The commissioners reacted with surprise last week. “Twenty-one percent is a lot,” said Commissioner Susheela Jayapal.
County tax officials said they had included two types of double taxation in pre-election calculations.
The county’s numbers ignored the fact that many high-income earners who would pay the new tax were entrepreneurs who also pay the county’s business tax. It would be unfair to charge them both taxes, the county decided.
This adjustment reduces the income for preschoolers by 19%.
Similarly, residents of other states who earn income in Multnomah County would be taxed twice. The county will instead credit these payers with taxes paid elsewhere. This reduces sales by a further 2 percentage points.
Jack Bogdanski, who teaches tax law at Lewis & Clark Law School, says the county officials should have had their numbers right before the election.
“The code should have been written before we voted,” says Bogdanski. “Why are you discovering this right now?”

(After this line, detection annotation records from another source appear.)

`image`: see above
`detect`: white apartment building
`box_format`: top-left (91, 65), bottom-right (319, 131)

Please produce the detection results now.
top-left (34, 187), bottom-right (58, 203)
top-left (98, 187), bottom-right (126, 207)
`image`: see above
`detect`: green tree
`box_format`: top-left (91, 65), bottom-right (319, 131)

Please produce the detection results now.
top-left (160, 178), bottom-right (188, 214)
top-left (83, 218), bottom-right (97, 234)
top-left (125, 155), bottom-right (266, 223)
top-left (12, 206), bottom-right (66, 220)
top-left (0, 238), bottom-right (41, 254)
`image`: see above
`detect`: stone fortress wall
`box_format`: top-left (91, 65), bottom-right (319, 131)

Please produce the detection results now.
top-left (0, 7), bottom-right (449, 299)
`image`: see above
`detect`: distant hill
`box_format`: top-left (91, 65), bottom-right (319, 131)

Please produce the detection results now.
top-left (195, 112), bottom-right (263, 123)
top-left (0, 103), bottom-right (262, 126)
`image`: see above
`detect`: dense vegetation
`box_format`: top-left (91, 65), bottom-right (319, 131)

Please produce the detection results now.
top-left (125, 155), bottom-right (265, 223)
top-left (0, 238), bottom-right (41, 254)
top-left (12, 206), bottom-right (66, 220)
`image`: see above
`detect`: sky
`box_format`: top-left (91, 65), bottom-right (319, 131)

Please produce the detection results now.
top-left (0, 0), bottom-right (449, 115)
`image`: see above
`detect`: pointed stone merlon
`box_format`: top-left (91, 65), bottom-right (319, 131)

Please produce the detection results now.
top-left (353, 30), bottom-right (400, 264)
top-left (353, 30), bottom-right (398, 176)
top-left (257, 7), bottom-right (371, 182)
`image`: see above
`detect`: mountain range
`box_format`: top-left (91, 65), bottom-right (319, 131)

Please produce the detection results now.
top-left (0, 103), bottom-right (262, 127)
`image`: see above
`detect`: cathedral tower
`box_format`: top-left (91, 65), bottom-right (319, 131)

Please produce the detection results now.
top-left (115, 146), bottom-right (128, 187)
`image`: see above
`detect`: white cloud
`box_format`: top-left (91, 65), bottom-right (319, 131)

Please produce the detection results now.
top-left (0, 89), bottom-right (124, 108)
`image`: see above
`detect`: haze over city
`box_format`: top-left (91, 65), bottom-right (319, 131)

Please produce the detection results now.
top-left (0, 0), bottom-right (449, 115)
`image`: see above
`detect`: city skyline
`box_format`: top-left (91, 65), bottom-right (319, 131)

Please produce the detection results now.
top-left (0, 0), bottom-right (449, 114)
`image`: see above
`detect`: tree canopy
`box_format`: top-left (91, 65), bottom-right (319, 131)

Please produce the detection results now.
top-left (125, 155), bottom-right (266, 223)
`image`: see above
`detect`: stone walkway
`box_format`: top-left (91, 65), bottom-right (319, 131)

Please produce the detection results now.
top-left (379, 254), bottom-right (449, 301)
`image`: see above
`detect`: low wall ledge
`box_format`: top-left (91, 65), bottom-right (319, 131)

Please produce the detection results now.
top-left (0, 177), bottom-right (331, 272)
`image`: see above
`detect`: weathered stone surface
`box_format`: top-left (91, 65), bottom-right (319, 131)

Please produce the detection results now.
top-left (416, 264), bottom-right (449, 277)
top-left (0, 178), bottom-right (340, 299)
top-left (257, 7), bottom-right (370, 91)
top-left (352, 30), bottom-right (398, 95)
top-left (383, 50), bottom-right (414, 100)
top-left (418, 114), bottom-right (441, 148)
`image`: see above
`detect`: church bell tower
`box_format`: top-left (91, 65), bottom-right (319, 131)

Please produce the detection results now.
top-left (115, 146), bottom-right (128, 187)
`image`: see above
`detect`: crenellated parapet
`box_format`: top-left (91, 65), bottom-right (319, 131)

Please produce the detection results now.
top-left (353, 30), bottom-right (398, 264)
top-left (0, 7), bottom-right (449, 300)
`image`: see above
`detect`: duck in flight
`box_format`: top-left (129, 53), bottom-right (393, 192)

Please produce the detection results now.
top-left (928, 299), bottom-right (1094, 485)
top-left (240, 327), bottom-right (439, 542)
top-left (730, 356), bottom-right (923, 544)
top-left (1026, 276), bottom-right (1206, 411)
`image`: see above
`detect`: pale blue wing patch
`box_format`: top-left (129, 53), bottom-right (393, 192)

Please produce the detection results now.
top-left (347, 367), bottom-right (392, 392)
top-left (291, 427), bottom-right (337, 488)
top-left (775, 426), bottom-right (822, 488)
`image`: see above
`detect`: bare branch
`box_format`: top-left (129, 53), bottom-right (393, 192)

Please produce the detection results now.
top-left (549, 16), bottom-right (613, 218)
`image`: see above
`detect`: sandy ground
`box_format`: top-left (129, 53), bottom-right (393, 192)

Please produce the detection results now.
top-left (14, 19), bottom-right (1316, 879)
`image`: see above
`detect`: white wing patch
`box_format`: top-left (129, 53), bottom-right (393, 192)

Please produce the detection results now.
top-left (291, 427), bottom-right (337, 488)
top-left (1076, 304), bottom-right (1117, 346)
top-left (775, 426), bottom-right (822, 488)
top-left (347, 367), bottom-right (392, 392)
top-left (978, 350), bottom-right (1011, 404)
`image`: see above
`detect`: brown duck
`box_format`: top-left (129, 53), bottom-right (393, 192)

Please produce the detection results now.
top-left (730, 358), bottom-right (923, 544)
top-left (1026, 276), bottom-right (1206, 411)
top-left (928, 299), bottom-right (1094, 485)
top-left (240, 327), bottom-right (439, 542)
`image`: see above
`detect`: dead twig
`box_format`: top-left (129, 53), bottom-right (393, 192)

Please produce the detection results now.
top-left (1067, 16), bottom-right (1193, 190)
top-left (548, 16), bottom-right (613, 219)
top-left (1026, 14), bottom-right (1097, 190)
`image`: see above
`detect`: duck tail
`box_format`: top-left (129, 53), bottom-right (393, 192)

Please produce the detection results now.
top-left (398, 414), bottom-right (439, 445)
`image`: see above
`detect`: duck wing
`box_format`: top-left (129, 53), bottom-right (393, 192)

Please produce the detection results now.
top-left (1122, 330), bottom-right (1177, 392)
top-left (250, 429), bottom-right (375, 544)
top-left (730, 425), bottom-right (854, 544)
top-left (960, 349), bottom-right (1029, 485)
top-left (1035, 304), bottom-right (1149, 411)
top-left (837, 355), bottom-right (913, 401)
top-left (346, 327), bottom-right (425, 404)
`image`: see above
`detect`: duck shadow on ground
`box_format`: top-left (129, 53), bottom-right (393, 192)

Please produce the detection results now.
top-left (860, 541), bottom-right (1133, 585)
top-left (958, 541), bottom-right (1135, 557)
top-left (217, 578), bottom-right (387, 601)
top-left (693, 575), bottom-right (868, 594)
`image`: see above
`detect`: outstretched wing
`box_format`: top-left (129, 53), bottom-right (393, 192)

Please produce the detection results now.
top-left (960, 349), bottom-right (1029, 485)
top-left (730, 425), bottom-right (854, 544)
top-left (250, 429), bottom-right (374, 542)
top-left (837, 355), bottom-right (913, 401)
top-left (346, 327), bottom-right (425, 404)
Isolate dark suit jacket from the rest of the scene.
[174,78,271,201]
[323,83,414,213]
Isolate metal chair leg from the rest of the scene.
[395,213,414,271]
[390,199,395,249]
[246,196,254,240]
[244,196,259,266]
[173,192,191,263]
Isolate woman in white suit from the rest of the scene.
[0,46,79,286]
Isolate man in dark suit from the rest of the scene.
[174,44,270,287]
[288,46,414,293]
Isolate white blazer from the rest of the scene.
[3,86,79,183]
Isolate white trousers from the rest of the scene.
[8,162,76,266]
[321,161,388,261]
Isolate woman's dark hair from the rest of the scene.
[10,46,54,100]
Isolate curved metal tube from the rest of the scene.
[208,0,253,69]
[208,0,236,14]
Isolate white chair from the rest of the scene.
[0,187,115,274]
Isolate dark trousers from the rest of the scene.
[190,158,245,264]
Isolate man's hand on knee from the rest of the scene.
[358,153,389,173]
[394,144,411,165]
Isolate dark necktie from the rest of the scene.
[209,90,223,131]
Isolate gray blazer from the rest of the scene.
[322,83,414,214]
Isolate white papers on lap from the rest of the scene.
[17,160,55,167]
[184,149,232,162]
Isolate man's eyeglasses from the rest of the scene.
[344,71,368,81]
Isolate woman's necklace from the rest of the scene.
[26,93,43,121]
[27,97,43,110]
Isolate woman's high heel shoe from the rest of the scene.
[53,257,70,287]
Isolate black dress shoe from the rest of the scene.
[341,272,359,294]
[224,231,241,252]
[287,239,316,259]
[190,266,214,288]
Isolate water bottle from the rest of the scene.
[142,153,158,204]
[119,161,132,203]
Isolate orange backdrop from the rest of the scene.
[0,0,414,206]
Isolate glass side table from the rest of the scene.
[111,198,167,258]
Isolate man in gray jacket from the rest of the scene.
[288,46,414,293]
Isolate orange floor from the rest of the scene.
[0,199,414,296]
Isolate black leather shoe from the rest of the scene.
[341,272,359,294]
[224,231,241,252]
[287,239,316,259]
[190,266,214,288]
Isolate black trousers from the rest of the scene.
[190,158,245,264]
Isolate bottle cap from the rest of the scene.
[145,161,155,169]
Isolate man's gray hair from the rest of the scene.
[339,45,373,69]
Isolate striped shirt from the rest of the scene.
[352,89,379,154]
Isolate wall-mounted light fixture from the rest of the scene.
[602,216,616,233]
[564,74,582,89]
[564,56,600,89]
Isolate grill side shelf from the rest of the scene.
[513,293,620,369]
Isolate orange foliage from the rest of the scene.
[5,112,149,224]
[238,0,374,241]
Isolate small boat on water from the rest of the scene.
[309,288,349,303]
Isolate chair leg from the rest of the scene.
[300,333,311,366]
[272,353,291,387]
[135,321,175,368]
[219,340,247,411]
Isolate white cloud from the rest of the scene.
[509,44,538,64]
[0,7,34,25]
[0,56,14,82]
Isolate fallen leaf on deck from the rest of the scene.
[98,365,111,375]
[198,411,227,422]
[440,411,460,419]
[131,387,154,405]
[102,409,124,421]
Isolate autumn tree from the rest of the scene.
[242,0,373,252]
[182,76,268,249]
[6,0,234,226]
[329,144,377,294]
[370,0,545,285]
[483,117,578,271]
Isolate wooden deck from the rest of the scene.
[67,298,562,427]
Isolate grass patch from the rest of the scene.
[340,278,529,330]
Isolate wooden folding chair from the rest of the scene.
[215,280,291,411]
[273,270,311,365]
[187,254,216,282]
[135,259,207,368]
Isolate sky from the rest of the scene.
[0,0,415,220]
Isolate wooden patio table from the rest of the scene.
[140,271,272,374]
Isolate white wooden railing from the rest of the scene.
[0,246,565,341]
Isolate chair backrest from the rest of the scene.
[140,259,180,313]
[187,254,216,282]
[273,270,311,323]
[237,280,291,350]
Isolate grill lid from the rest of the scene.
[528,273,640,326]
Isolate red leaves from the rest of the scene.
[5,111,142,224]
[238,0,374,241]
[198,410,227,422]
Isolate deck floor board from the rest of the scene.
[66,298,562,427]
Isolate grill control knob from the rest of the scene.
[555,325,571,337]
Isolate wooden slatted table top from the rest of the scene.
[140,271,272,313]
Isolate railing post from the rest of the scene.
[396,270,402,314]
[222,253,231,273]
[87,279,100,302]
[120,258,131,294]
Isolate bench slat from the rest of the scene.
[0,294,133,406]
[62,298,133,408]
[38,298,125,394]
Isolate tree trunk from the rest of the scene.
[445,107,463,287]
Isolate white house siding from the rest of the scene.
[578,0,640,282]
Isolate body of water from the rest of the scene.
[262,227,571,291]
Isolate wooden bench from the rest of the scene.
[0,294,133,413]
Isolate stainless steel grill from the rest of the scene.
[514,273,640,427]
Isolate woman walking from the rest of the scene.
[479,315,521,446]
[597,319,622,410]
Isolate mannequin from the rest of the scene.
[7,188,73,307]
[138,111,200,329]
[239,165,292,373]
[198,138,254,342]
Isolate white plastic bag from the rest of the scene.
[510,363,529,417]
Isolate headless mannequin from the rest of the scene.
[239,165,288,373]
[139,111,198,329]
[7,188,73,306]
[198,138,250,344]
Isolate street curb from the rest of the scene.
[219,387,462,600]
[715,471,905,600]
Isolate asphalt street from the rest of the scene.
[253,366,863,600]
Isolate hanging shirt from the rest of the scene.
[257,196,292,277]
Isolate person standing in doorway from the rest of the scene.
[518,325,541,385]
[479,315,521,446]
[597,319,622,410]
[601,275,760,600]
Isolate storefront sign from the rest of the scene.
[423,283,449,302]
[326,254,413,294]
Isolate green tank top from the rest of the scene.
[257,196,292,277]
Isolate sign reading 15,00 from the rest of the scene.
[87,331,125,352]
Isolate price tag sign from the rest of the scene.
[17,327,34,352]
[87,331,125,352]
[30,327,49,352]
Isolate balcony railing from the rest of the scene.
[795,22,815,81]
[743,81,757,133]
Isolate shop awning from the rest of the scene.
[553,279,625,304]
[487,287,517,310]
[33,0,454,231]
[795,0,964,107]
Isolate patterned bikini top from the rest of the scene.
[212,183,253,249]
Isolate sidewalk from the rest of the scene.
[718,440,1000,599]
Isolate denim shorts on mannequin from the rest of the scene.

Bogdanski notes that the county’s new adjustments favor some taxpayers over others, as the county’s business tax credits go only to entrepreneurs, not workers who earn high salaries. He says this is information that voters should have had before the election.
County spokeswoman Julie Sullivan-Springhetti said the campaign disclosed in materials distributed to voters that double taxation could affect “a small subset of business owners.”
“While significant, these sales adjustments were not unexpected,” she says.
Notably, the 21% reduction in projected income will not reduce the number of children being cared for.
“The program was strategically planned very conservatively to anticipate possible changes that might result from developments in tax legislation,” says Sullivan-Springhetti.
Preschool tax architect Jessica Vega Pederson said the 21% cut was “a bigger success than I expected”. However, Vega Pederson says since the program won’t start caring for children until the fall of 2022, there will be time to make adjustments in how the money is used, including delaying some expenses for professional development and support services outside the classroom.
“Most importantly, we still have enough money to serve the children,” she says.